Julie, One other thing... the closer you get to 55, the more it is thought that you are just trying to get on disability before retiring. I know this is silly from our point of view because we have symptoms that are huge in our brains. But my sister, who started the process at 54 (or just before, I forget), ran into it. I guess with HD's cognitive symptoms it's not as apparent to the outside world as physical symptoms would be.

As far as your performance record - I had received the highest ratings on my yearly appraisal reports for as long as I can remember. Then I had to explain both to my employer and to my neurologist why I was getting high ratings if I was symptomatic.
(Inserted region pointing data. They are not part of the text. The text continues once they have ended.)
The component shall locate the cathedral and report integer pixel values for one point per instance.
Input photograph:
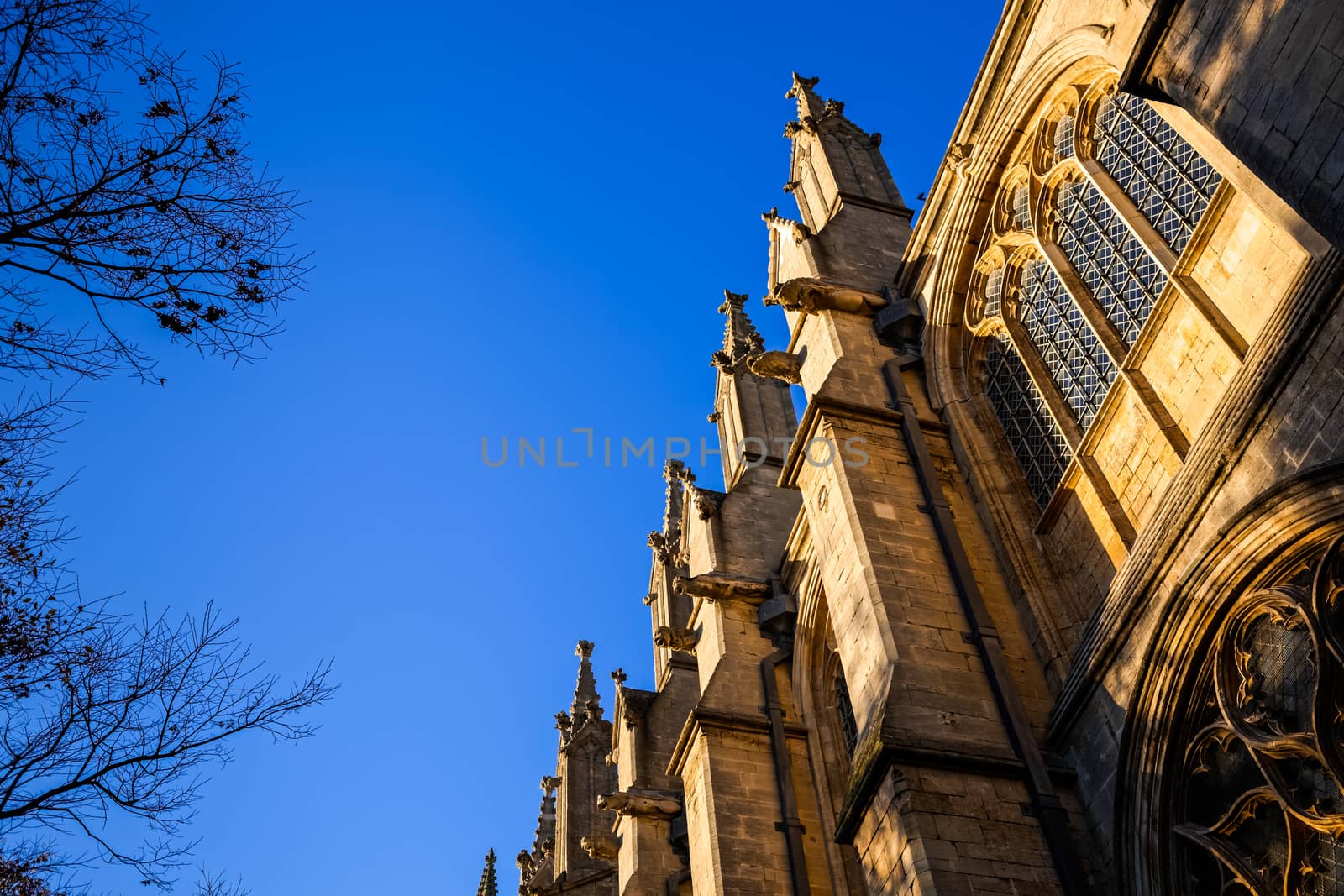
(1043, 590)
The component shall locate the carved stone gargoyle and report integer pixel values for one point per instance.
(656, 805)
(601, 846)
(777, 365)
(676, 640)
(810, 296)
(722, 586)
(707, 503)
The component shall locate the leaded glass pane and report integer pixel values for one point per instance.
(1065, 137)
(1110, 261)
(1164, 176)
(994, 293)
(1065, 342)
(1021, 207)
(1035, 439)
(844, 712)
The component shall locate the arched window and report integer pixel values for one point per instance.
(994, 291)
(1104, 269)
(844, 712)
(1065, 342)
(1158, 170)
(1110, 261)
(1258, 797)
(1032, 434)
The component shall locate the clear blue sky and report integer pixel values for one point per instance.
(522, 219)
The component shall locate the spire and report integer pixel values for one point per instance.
(835, 161)
(739, 333)
(810, 103)
(490, 886)
(585, 691)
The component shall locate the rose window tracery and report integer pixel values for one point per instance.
(1261, 804)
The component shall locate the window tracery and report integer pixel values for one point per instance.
(1034, 437)
(1053, 196)
(1260, 806)
(1065, 342)
(1163, 175)
(1109, 258)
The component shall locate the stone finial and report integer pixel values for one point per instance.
(804, 93)
(674, 479)
(585, 689)
(738, 332)
(490, 884)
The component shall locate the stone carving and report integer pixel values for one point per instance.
(707, 503)
(601, 846)
(1263, 768)
(796, 230)
(777, 365)
(635, 703)
(722, 586)
(810, 296)
(642, 805)
(958, 157)
(676, 640)
(662, 548)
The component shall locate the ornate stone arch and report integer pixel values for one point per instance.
(1210, 723)
(815, 668)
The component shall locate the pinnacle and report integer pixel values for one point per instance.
(804, 92)
(490, 886)
(739, 333)
(585, 689)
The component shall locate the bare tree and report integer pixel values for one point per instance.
(125, 190)
(102, 714)
(125, 187)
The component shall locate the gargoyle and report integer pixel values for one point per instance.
(676, 640)
(777, 365)
(810, 296)
(601, 846)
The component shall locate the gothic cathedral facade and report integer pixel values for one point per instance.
(1043, 591)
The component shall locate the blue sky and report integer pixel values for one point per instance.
(522, 221)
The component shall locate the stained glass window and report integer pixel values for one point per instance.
(1258, 794)
(994, 293)
(844, 714)
(1065, 137)
(1065, 342)
(1110, 261)
(1021, 207)
(1035, 438)
(1164, 176)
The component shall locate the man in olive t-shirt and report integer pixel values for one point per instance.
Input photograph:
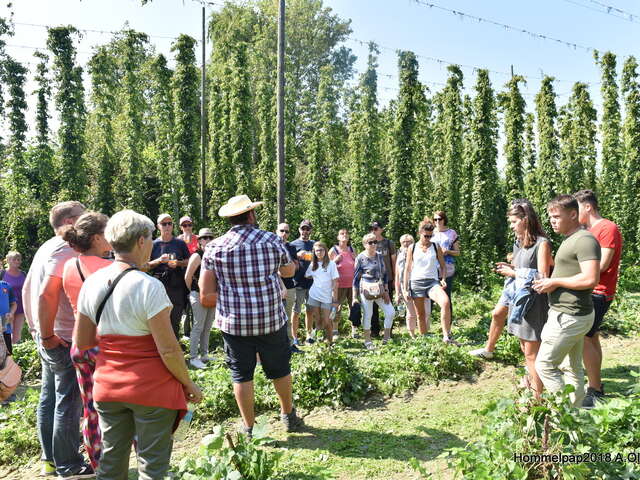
(576, 272)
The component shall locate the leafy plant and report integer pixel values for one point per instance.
(220, 457)
(18, 439)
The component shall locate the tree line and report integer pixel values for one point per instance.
(133, 140)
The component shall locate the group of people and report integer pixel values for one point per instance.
(104, 302)
(556, 305)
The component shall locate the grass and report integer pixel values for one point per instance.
(376, 438)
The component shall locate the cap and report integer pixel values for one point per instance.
(163, 216)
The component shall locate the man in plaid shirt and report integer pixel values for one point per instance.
(241, 277)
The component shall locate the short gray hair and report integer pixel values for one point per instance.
(64, 210)
(125, 228)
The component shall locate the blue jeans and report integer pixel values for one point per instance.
(59, 410)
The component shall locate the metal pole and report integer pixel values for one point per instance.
(280, 114)
(203, 125)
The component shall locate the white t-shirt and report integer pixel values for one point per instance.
(48, 261)
(137, 298)
(322, 287)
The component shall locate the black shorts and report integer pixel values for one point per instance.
(274, 350)
(600, 307)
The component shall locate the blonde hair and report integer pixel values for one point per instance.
(11, 254)
(368, 237)
(407, 236)
(325, 259)
(125, 228)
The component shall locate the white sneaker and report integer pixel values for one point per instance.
(482, 353)
(197, 363)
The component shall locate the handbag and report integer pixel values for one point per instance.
(10, 373)
(372, 290)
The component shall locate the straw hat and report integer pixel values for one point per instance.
(237, 205)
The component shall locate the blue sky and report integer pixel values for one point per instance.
(396, 24)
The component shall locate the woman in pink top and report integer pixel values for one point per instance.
(15, 277)
(87, 238)
(345, 260)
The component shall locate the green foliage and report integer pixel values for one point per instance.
(326, 376)
(513, 104)
(18, 440)
(221, 457)
(546, 178)
(611, 203)
(525, 426)
(485, 196)
(631, 138)
(186, 133)
(26, 356)
(404, 145)
(69, 99)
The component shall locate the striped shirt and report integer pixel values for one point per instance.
(246, 261)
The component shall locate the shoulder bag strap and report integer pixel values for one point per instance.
(110, 291)
(79, 269)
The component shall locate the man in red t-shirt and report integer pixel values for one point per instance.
(610, 240)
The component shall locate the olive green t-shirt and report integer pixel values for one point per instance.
(577, 247)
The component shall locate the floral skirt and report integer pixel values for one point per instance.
(84, 362)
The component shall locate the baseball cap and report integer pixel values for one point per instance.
(163, 216)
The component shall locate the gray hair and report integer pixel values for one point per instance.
(125, 228)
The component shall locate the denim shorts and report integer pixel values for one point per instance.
(312, 302)
(421, 288)
(274, 350)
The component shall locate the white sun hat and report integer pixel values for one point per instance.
(237, 205)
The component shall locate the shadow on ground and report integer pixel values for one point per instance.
(428, 444)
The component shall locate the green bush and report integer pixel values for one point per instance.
(523, 425)
(220, 457)
(622, 317)
(26, 356)
(18, 437)
(326, 376)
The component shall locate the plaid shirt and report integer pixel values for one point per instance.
(246, 262)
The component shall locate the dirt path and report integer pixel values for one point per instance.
(375, 440)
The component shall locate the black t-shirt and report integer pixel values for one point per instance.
(170, 277)
(299, 278)
(290, 282)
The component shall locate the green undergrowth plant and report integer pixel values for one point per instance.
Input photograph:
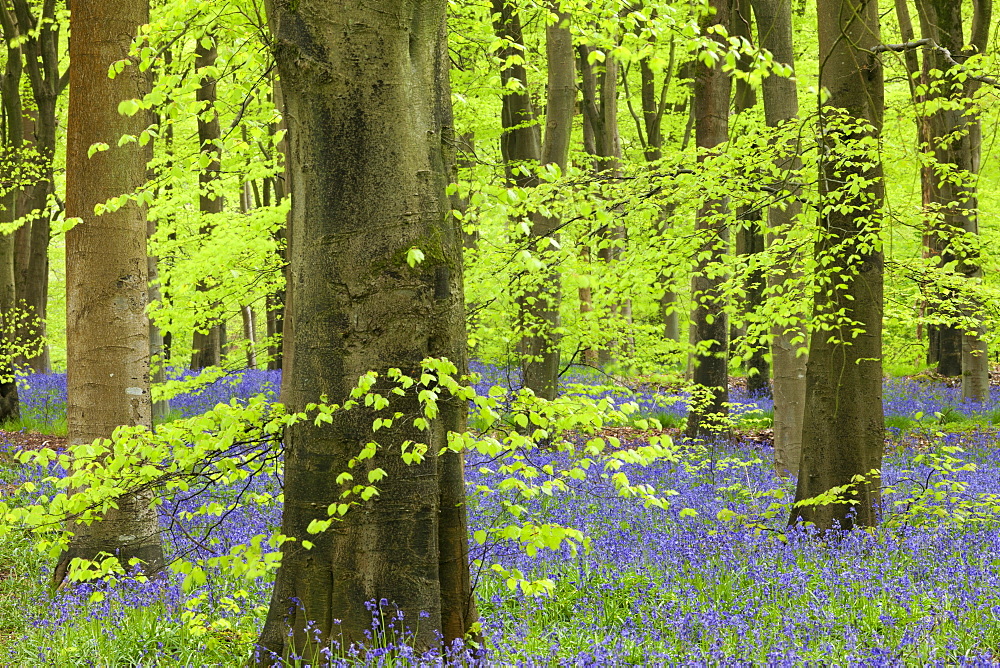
(31, 422)
(233, 442)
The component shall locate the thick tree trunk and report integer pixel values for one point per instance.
(781, 106)
(106, 271)
(369, 119)
(708, 319)
(207, 344)
(843, 436)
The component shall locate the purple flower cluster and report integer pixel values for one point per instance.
(656, 587)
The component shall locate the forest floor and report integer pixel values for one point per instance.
(714, 579)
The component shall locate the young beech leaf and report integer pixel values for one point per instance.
(414, 256)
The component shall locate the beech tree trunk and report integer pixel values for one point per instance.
(274, 304)
(41, 57)
(843, 436)
(13, 140)
(106, 272)
(602, 140)
(654, 105)
(953, 132)
(369, 122)
(207, 344)
(781, 107)
(749, 231)
(157, 356)
(521, 144)
(709, 323)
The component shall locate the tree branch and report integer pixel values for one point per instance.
(929, 43)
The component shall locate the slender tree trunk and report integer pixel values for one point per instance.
(370, 127)
(41, 53)
(249, 334)
(106, 271)
(13, 140)
(207, 344)
(654, 104)
(522, 145)
(952, 206)
(274, 304)
(843, 436)
(781, 107)
(750, 232)
(708, 318)
(540, 306)
(600, 111)
(160, 409)
(246, 312)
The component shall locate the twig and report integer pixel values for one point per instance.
(934, 46)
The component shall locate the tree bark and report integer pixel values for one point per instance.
(953, 136)
(207, 343)
(160, 409)
(368, 109)
(540, 306)
(781, 107)
(654, 105)
(600, 113)
(41, 57)
(708, 318)
(843, 436)
(13, 140)
(106, 271)
(521, 144)
(274, 304)
(749, 232)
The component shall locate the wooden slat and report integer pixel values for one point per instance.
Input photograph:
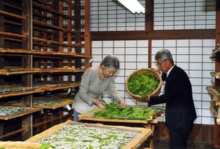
(13, 23)
(52, 10)
(55, 42)
(51, 26)
(45, 3)
(12, 34)
(12, 14)
(12, 133)
(12, 6)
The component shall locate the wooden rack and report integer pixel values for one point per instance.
(39, 39)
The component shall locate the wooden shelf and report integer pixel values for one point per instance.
(42, 53)
(27, 111)
(44, 43)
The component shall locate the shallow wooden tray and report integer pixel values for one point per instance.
(19, 145)
(90, 116)
(63, 103)
(58, 87)
(18, 93)
(26, 112)
(142, 133)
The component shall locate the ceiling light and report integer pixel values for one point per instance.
(133, 5)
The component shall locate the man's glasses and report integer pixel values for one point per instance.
(158, 65)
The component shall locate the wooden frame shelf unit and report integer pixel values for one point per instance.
(15, 32)
(48, 35)
(215, 55)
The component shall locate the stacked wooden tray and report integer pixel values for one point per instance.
(19, 145)
(140, 134)
(61, 102)
(7, 91)
(89, 116)
(26, 111)
(55, 86)
(8, 70)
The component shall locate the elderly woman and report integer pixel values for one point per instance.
(95, 81)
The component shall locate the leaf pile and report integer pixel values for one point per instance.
(113, 111)
(143, 84)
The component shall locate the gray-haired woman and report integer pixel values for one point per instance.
(95, 81)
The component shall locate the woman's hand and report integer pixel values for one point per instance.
(99, 103)
(122, 103)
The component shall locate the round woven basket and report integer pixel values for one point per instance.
(143, 70)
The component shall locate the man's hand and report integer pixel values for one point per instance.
(99, 103)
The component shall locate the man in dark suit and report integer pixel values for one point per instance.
(180, 110)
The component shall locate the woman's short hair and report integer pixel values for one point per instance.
(164, 54)
(110, 61)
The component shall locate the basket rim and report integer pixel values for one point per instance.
(145, 69)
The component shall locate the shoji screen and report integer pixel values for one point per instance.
(191, 55)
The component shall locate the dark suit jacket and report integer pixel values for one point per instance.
(180, 110)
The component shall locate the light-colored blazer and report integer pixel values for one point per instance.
(92, 87)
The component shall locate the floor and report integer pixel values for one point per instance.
(163, 144)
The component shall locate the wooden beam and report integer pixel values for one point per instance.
(157, 34)
(149, 23)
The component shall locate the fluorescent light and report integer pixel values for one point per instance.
(133, 5)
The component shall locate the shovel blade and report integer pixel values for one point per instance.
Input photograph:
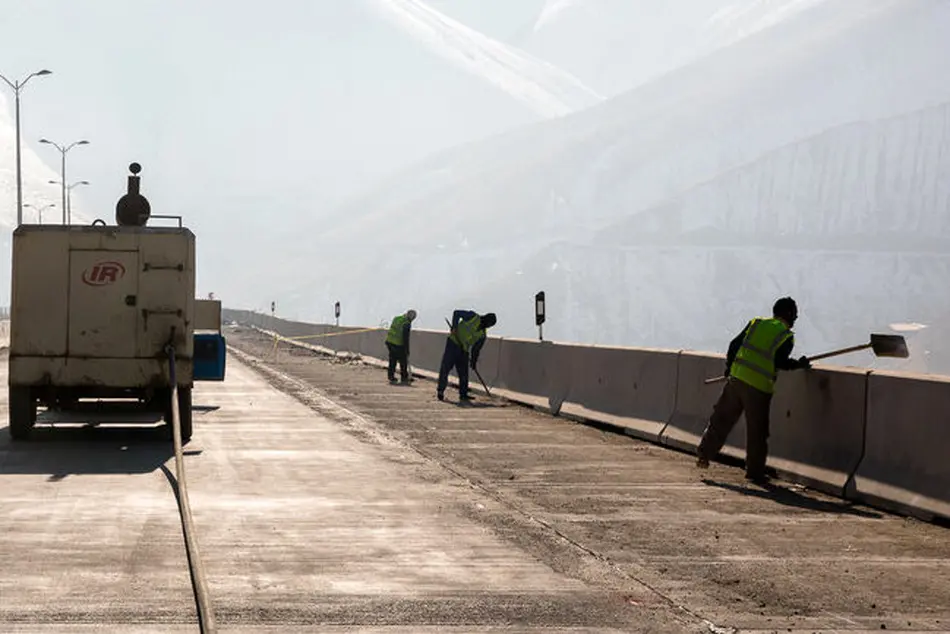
(889, 346)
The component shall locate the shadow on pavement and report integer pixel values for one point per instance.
(789, 497)
(77, 443)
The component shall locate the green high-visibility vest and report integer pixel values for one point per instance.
(755, 362)
(396, 331)
(468, 332)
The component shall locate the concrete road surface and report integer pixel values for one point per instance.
(308, 519)
(639, 521)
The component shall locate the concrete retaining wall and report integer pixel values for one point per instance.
(875, 436)
(906, 464)
(694, 401)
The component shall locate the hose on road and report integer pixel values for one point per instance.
(198, 582)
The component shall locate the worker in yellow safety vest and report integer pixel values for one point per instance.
(397, 340)
(462, 347)
(752, 363)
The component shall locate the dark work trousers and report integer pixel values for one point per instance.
(397, 354)
(738, 397)
(453, 357)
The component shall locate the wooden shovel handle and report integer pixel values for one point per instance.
(835, 353)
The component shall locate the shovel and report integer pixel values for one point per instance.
(882, 346)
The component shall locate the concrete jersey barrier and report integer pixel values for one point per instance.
(881, 437)
(906, 464)
(817, 426)
(634, 389)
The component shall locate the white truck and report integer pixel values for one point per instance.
(98, 311)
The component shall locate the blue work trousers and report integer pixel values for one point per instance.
(453, 357)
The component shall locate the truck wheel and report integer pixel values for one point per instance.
(184, 413)
(22, 412)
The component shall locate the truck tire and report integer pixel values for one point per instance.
(184, 413)
(22, 412)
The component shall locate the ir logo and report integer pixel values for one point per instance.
(103, 273)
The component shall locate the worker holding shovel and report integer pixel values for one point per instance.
(752, 363)
(462, 347)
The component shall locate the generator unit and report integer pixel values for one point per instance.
(98, 312)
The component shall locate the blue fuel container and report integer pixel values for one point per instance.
(210, 356)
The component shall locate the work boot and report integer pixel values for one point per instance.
(761, 479)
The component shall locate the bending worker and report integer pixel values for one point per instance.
(398, 343)
(752, 363)
(462, 348)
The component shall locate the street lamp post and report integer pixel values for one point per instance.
(69, 198)
(17, 86)
(63, 150)
(39, 210)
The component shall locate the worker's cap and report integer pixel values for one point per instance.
(785, 307)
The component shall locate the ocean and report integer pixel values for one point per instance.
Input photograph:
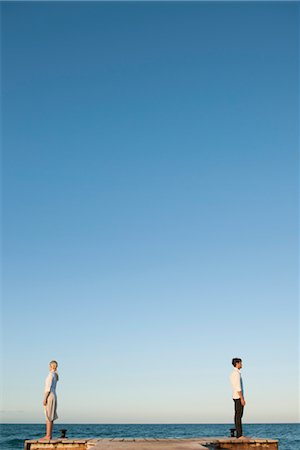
(12, 436)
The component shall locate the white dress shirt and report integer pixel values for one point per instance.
(236, 383)
(50, 383)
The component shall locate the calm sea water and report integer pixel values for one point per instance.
(12, 436)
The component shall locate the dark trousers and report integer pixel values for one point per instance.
(238, 414)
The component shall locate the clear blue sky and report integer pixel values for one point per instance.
(150, 200)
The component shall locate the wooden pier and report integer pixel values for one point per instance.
(215, 443)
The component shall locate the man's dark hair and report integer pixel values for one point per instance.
(235, 361)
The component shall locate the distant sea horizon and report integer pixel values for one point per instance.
(13, 435)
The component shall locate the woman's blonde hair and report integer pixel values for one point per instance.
(54, 363)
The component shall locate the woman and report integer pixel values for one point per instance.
(50, 399)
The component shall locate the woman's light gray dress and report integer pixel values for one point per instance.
(51, 407)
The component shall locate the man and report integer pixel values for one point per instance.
(237, 395)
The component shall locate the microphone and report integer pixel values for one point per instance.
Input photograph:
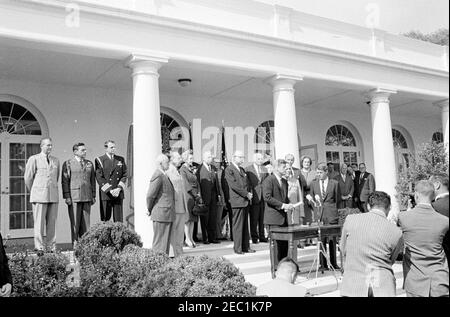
(310, 199)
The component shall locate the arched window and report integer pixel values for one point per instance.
(21, 128)
(438, 137)
(341, 146)
(16, 119)
(402, 152)
(264, 138)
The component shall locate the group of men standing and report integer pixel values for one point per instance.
(78, 181)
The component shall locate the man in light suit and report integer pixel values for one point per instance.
(441, 203)
(111, 174)
(209, 188)
(78, 186)
(346, 188)
(275, 193)
(425, 267)
(256, 174)
(240, 196)
(41, 178)
(325, 193)
(161, 205)
(366, 186)
(370, 245)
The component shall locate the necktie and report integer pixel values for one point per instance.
(323, 189)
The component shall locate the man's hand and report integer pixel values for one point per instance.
(5, 290)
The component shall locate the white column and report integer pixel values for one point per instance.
(383, 148)
(286, 133)
(444, 106)
(146, 136)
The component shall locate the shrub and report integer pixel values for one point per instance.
(44, 276)
(104, 235)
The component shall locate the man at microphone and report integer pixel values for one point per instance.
(326, 193)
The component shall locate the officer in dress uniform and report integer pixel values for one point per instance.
(111, 174)
(78, 186)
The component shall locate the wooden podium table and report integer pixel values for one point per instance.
(295, 233)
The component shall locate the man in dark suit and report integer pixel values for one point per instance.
(325, 193)
(346, 188)
(240, 196)
(161, 205)
(425, 267)
(111, 174)
(355, 173)
(366, 186)
(5, 273)
(256, 174)
(440, 203)
(78, 186)
(275, 193)
(209, 188)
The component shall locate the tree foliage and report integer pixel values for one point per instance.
(439, 37)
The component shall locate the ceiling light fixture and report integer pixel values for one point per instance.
(184, 82)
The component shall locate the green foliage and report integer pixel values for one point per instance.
(44, 276)
(439, 37)
(431, 158)
(113, 264)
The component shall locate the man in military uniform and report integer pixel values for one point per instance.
(78, 186)
(111, 174)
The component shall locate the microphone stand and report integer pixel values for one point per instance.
(321, 250)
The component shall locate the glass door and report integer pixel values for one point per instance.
(16, 218)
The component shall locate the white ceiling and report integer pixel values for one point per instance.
(54, 67)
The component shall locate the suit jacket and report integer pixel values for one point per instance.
(178, 185)
(161, 198)
(256, 183)
(191, 187)
(366, 186)
(329, 204)
(41, 178)
(441, 206)
(78, 181)
(274, 197)
(370, 245)
(5, 273)
(425, 267)
(238, 186)
(208, 184)
(345, 187)
(110, 175)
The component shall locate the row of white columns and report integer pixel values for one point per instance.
(147, 132)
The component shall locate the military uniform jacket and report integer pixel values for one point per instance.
(110, 175)
(41, 178)
(78, 180)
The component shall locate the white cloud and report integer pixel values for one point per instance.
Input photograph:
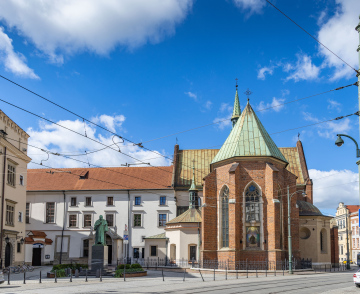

The fact that I worked independently and had a good work ethic came into play. I was able to show specific areas to my employers where things had fallen by the wayside. I gave specific examples of problems I was having. I also told them I was getting help from my friend. After that, it was no problem. They weren't looking to make me prove anything, just trying to undestand.

Stay strong and be an advocate for yourself. If you aren't able to do that, have someone do it for you.

Take care,

Patty (again!)

Thanks for your advice friends. Barb, it was good to hear from you! Hope all is well with you. I think I may start counseling to sort through my thoughts about testing/working etc. The good news is I do have a supportive family, LTC Insurance and many other blessings in life.

I'm in a similar situation where I am currently working but everything gertting harder to do. Father had HD and I was tested positive a year ago.
At first had a hard time dealing with the test and my neurolist put my on Lexaprowhich helps. I put off telling anyone at work that had HD until I
had a bad day. I work in customer service and forwared a e-mail I shouldn't have. I decided at that time I needed to be up front with my employer.
I started with HR and then went to my supervisor. In this case they were both very supportive, but it was one of the hardest thing I have done is to
tell a few of my closest coworkers. Glad I did becauase my boss has dropped several of my duties including traveling which was getting very haard for me to do. Coworkers have been very supportive and my only regret is I didn't tell them sooner. Right now I am hoping I can keep going until I qualify for LTD. I do regret not looking into long term care insurance. Might be a good idea to look into that before getting tested.